Do you go for ‘big, hairy, audacious goals’?

Don’t worry if you are struggling – I certainly couldn’t reel off loads of examples myself. If I am honest, I am not the kind of person who finds ‘big, hairy, audacious goals’ (as some of the coaching gurus call them) exciting and inspiring. In fact, if a goal is too big I think it is easy to find it overwhelming rather than inspiring. It may just seem too distant, too unachievable and the reaction can be to shrug the shoulders and decide it wasn’t really what you wanted anyway.

So what works for you?

Do you like Big Challenges or do you find them off-putting? If you do, that’s great, if not, don’t worry, your approach is just different, not wrong.

The key thing to remember with any goal, however big or small, is that it is made up of small steps. Even if I set myself the goal of going downstairs to make a cup of tea, (now there’s an idea, I’ll be back in a minute…!)

Ah, that’s better, cup of tea to hand now. OK, where was I?

Yes, even making a cup of tea is made up of small steps and by breaking a task down, it can be made to feel less daunting.

Fortunately the tea making was not too much of a stretch, but I will admit that there were points as I was climbing Ben Lawers when I just had to put my head down and commit to taking 50 more paces up the hill, after which I could stop – to admire the view, of course 😉

Many baby steps add up to giant leaps

The good thing about taking a ‘baby steps’ approach is that you can make every step on your list small enough to be achieved without too much effort, so you get a quick result and a sense of success.

It is important to keep a note of all the small successes as you achieve them, because after a while you can stop and look up to discover that you are now half way up the mountain!
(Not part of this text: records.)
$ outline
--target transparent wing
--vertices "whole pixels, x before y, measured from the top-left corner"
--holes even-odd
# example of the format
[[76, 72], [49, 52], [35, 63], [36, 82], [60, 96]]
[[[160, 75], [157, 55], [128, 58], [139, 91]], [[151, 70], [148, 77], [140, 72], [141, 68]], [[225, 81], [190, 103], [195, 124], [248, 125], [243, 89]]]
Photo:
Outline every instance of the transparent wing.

And that is a great feeling.

Now I don’t mean you should only ever set small goals that are easily within your reach. Changing career is a perfect example of a big goal that you could easily shy away from because it seems unattainable. But if you find raising your eyes to the mountain top of career change a bit daunting, don’t beat yourself up for being bad at setting and achieving goals, just commit to taking 50 paces in the right direction, or even just one pace. You’ll be amazed how they add up.

Or is it to do with the words?

I was listening to an audio by Peter Thomson recently and he suggested using the word ‘promise’ instead of goal. Goals can feel a bit burdensome whereas a promise is something you choose to make and I expect you, like me, would like to think that you keep your promises.
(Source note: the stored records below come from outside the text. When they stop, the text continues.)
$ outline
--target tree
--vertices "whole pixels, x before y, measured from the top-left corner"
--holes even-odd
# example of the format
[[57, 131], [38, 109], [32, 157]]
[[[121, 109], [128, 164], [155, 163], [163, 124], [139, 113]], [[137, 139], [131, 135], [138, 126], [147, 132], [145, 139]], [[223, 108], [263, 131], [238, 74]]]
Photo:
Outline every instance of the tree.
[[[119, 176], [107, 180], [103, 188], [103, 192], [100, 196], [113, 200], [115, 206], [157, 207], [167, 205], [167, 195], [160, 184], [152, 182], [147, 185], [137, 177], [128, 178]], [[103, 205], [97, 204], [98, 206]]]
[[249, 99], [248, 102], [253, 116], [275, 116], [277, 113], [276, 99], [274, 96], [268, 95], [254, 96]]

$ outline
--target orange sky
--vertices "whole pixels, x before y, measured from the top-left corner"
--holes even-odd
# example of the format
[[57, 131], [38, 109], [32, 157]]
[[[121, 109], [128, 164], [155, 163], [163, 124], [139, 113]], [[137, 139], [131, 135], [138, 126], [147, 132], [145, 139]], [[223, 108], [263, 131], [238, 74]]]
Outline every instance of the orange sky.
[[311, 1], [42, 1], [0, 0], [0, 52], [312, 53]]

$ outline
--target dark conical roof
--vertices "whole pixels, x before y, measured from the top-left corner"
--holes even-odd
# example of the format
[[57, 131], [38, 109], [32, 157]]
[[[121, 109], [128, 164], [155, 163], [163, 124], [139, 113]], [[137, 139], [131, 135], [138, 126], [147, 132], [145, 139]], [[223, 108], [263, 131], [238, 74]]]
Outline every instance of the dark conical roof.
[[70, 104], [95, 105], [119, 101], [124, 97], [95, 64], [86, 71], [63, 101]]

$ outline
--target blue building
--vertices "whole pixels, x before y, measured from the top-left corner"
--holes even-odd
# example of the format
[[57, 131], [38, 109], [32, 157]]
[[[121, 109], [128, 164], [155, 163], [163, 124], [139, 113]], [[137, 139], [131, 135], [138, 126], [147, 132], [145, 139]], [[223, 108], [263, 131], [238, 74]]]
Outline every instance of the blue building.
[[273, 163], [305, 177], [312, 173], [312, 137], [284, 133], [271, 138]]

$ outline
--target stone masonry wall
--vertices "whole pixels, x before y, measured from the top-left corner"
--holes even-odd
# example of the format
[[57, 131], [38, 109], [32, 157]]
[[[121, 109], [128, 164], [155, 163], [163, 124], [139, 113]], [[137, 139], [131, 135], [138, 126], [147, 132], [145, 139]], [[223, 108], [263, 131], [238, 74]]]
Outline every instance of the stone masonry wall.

So try making a promise to yourself that you will take the actions needed along the way to make your career change happen. That may sit more comfortably with you than setting a goal.

What matters is to find a strategy that works for you – and you are the one who knows best what will work. Big, hairy audacious goal or a quiet promise to yourself – take your pick and move forward.

Something to think about

“When I was a Boy Scout, we played a game when new Scouts joined the troop. We lined up chairs in a pattern, creating an obstacle course through which the new Scouts, blindfolded, were supposed to manoeuvre. The Scoutmaster gave them a few moments to study the pattern before our adventure began. But as soon as the victims were blindfolded, the rest of us quietly removed the chairs.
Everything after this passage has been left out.